Convoquemos a su señoría la historia, tan menospreciada en este tiempo hipnotizado por el presente. Siempre que ocurre una globalización, hay una potencia, o varias, que se montan en ese nuevo carrusel planetario para dominar el mundo. Fue así que las ideas de la Ilustración, tan universales, se transformaron en ejércitos franceses napoleónicos dándose un garbeo bélico por toda Europa. Ante esas globalizaciones, que siempre tienen una connotación agresiva, los particularismos –o sea, los que no viajan en el nuevo carrusel– activan virulentos nacionalismos defensivos.
España explotó en una brutal reacción patriótica que expulsó a las tropas francesas: fue la guerra de la Independencia. Esos nacionalismos reactivos, aunque puedan vencer a la potencia global, señalan siempre una situación de crisis y suelen desencadenar convulsiones posteriores. En el caso español, lo que vino después fue un amargo siglo XIX, con tres guerras civiles carlistas.
La última gran globalización se desencadenó a partir de 1989, caída del muro de Berlín, y 1991, fin de la Unión Soviética. Las potencias occidentales se montaron en el nuevo carrusel de comercio mundial, internet y viajes low cost, convencidas de que se tragarían al mundo entero. Algún ingenuo decretó que la historia había terminado. El primer particularismo que reaccionó fue el islam radical. Atentado de las Torres Gemelas, año 2001. Siendo coherentes con sus ambiciones globales, los países de Occidente quisieron contratacar: combatieron en Irak y Afganistán, para controlar ese extraño patriotismo religioso islámico y también el petróleo que, en parte, lo alimenta.
Pero el verdadero problema era China. Como saben los sinólogos, el comunismo chino no es sino una forma de nacionalismo. Ante el poderío de Occidente, China ha sabido propulsar algo así como una “contraglobalización”. Se trata de una de esas llaves sutiles, propias de las artes marciales del Lejano Oriente, en que se aprovecha la fuerza del enemigo para tumbarlo.
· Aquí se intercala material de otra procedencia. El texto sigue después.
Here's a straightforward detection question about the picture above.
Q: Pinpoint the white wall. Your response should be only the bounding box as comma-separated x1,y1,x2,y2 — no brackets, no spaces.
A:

Occidente se precipitó en las oportunidades que el comunismo capitalista chino le brindaba y, hoy en día, se ve a sí mismo cayendo en el vacío. El mundo vuelve a ser lo que tradicionalmente ha sido: en el panorama de los últimos cuatro milenios, la zona más rica del planeta no es Europa, ni América, sino el espléndido mundo oriental.
Ante una globalización que ya no es solo nuestra, con la sensación de que nos echan del carrusel triunfante, somos ahora nosotros los que activamos nacionalismos defensivos. El diagnóstico de los problemas occidentales y sobre todo europeos resulta demoledor: demografía envejecida, conflictos migratorios, graves problemas ambientales, empobrecimiento de la clase media, retraso tecnológico en algunos terrenos clave. Ahora, Occidente ya no combate en Afganistán, sino en Ucrania para defender sus fronteras.
Sin embargo, estos nuevos nacionalismos autoritarios europeos no serán más que un sello, una firma que le pondremos a nuestra decadencia. Generarán, además, conflictos endémicos internos y entre los varios países. Serán el rostro de una larga crisis, de un doloroso declive. Instaurando democracias autoritarias, estaremos adoptando el acto reflejo de los perdedores de la historia. Nuestro verdadero futuro pasa por otras soluciones. Ojalá sepamos encontrarlas.